Esse hábito é conhecido pelo marinheiro aposentado Gelson Figueroa Lima, de 83 anos. Há 60, ele trabalhava no farol da Ilha de Abrolhos, na Bahia. As histórias da solidão foram contadas para seus filhos e netos. Muitas vezes, iluminadas pelo próprio Farol de Olinda, já que Gelson mora até hoje no Bairro de Amaro Branco e, quando se mudou para o Recife, chegou a residir em uma das casas do farol.

“Lembro que sentia que morando ali eu tinha uma visão privilegiada. É possível ver o mar verde, limpo, a vegetação. Tudo tem uma beleza incrível. Gostava de viver lá porque conversava com os faroleiros e me lembrava dos anos em Abrolhos. Um deles, Fernando Kennedy de Albuquerque Pimentel, foi meu amigo até o fim de seus dias. Aposentou-se como faroleiro e morreu há quatro anos”, recorda.

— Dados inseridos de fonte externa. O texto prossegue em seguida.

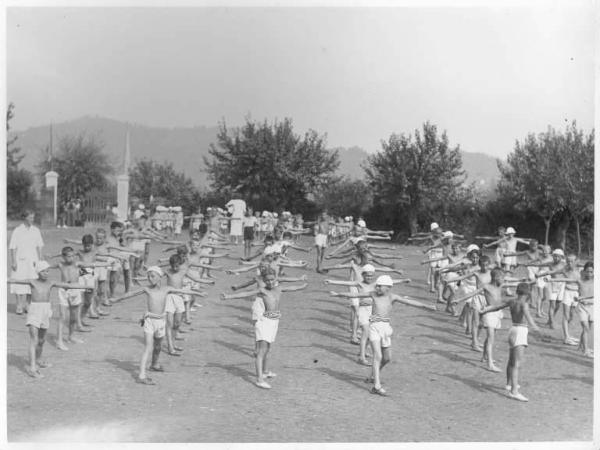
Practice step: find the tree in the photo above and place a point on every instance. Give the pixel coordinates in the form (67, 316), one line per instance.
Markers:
(268, 165)
(345, 197)
(577, 164)
(151, 179)
(81, 166)
(411, 175)
(19, 182)
(539, 176)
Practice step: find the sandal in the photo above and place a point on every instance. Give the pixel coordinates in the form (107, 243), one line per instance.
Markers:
(379, 391)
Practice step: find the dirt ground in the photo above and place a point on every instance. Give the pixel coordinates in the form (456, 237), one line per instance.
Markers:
(439, 390)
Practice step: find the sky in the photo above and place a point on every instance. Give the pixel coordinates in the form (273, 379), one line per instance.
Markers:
(487, 75)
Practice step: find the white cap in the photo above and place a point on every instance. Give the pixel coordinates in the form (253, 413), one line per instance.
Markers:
(155, 269)
(384, 280)
(472, 248)
(367, 268)
(41, 265)
(270, 250)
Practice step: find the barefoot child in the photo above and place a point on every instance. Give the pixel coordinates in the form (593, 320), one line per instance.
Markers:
(493, 320)
(153, 320)
(517, 336)
(266, 326)
(39, 313)
(362, 308)
(380, 331)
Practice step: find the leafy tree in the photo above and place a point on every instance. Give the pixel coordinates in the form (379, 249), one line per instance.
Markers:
(19, 182)
(81, 166)
(577, 164)
(151, 179)
(551, 174)
(413, 175)
(345, 197)
(268, 165)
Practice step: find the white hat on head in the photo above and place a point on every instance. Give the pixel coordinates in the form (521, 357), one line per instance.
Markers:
(367, 268)
(384, 280)
(41, 265)
(472, 248)
(156, 270)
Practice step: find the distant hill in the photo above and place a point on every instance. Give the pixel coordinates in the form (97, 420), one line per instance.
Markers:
(185, 147)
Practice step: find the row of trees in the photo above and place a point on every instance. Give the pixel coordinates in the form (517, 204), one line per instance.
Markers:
(415, 179)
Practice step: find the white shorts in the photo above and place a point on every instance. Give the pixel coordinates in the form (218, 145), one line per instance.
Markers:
(258, 308)
(69, 297)
(175, 304)
(517, 335)
(155, 327)
(354, 301)
(25, 271)
(101, 273)
(557, 290)
(569, 296)
(321, 240)
(236, 227)
(381, 331)
(492, 320)
(585, 312)
(38, 314)
(266, 329)
(364, 312)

Se provoca reminiscências em um idoso, o Farol de Olinda também desperta saudades em um menino. Theo Acioli Michiles tem sete anos e todas as vezes em que vê o farol girando da varanda de sua casa tem vontade de ir para Salvador, cidade que visitou e pela qual nutre uma “saudade danada”. A mãe, a jornalista e artista plástica Dani Acioli, conta no blog que fez para o filho (Pés de Catavento) que trata de dissuadi-lo da ideia, mas também se põe a pensar. Faz sentido o farol ser a ponte entre as duas cidades, quando Theo o observa se balançando na rede da varanda. E, mesmo conhecendo todo o mecanismo da torre, fica difícil afastar-se do encanto.

Embora já não seja aberto ao público, o Farol de Olinda mantém um livro de visitantes. Não se pode saber ao certo se é a inspiração advinda da bela paisagem, se o ar poético do imaginário coletivo; acontece que, raramente, os que assinaram o livro deixaram só o seu nome e a cidade da qual vieram. Há centenas de poemas, epifanias e depoimentos. Como um motorista que agradeceu por seu trabalho permitir que se deparasse com aquela vista e uma pessoa que citou, em 2011, o trecho do Poema de sete faces, de Drummond: “mundo, mundo, vasto mundo/ mais vasto é o meu coração”. Esse farol, essas histórias botam a gente comovido como o diabo

INGRID MELO, jornalista.
TIAGO CALAZANS, fotógrafo.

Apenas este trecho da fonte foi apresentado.